Child tax credit doubles – While parents will no longer be able to claim personal exemptions for their children, they can claim the child tax credit which doubled from $1,000 per child to $2,000 per child. In addition, $1,400 of this tax credit is refundable, meaning taxpayers can claim this much over and above their tax bill for the year, generating a refund. The child tax credit income threshold also increased but begins to phase out at an annual income of $200,000 for single parents and $400,000 for married filing jointly.

New non-child dependent credit – Taxpayers with non-child dependents may be eligible for a nonrefundable $500 tax credit for each qualifying dependent. This applies to children over the age of 17, elderly parents, and adult children with disabilities. The credit will phase out for those with AGI above $200,000 (single) and $400,000 (married).

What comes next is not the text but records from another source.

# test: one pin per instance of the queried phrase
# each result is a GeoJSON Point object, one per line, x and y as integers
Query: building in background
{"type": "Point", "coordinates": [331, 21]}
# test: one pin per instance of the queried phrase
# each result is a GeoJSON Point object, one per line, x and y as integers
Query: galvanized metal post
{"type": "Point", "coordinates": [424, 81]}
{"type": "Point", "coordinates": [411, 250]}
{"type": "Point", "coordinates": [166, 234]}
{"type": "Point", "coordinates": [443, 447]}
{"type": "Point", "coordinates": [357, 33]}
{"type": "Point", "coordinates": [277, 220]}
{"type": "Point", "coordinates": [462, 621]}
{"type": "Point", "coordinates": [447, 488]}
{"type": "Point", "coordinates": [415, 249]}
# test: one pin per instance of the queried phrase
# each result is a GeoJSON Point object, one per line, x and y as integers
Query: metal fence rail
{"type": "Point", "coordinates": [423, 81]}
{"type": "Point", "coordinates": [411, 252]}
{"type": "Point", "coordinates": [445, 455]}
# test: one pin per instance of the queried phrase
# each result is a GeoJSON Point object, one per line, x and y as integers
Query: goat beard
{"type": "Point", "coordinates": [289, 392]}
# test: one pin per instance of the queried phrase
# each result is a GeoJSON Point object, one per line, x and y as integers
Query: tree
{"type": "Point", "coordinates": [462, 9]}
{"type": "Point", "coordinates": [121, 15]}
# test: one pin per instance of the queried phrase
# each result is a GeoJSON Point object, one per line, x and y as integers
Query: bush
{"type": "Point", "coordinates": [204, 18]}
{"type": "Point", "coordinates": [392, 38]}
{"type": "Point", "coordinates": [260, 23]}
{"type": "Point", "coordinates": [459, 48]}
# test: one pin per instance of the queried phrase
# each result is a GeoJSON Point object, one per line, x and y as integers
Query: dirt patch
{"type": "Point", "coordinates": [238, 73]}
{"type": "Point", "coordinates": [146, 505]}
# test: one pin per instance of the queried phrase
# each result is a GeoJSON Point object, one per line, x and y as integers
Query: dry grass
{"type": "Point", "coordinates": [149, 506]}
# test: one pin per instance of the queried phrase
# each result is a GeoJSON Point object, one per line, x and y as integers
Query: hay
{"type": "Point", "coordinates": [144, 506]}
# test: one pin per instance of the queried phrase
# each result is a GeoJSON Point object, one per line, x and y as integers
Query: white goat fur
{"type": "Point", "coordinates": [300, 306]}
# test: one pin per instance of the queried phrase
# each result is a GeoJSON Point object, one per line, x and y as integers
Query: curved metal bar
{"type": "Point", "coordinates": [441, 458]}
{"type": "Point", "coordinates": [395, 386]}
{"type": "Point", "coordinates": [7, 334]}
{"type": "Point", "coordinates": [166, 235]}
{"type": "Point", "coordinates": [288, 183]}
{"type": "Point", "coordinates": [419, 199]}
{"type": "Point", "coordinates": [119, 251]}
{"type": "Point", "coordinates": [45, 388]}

529 funding for elementary and secondary education – 529 education savings plan distributions previously available for college and higher education expenses can now be used for elementary or secondary public, private or religious school expenses, up to $10,000 per year tax-free, per student. 

AMT didn’t go away entirely - The alternative minimum tax (AMT) was repealed for corporations but is still applicable to certain noncorporate taxpayers. However, since the exemption amounts increased fewer households may be subject to the AMT. 

And one last NIIT…- While the individual mandate penalty tax on individuals without health insurance was repealed, the 3.8% surtax on net investment income (NIIT), which was created as part of the Affordable Care Act, remains. The NIIT applies to certain net investment income of individuals, estates and trusts that have income above the statutory threshold amounts.

This material is designed to provide accurate and authoritative information on the subjects covered. It is not, however, intended to provide specific legal, tax, or other professional advice. For specific professional assistance, the services of an appropriate professional should be sought.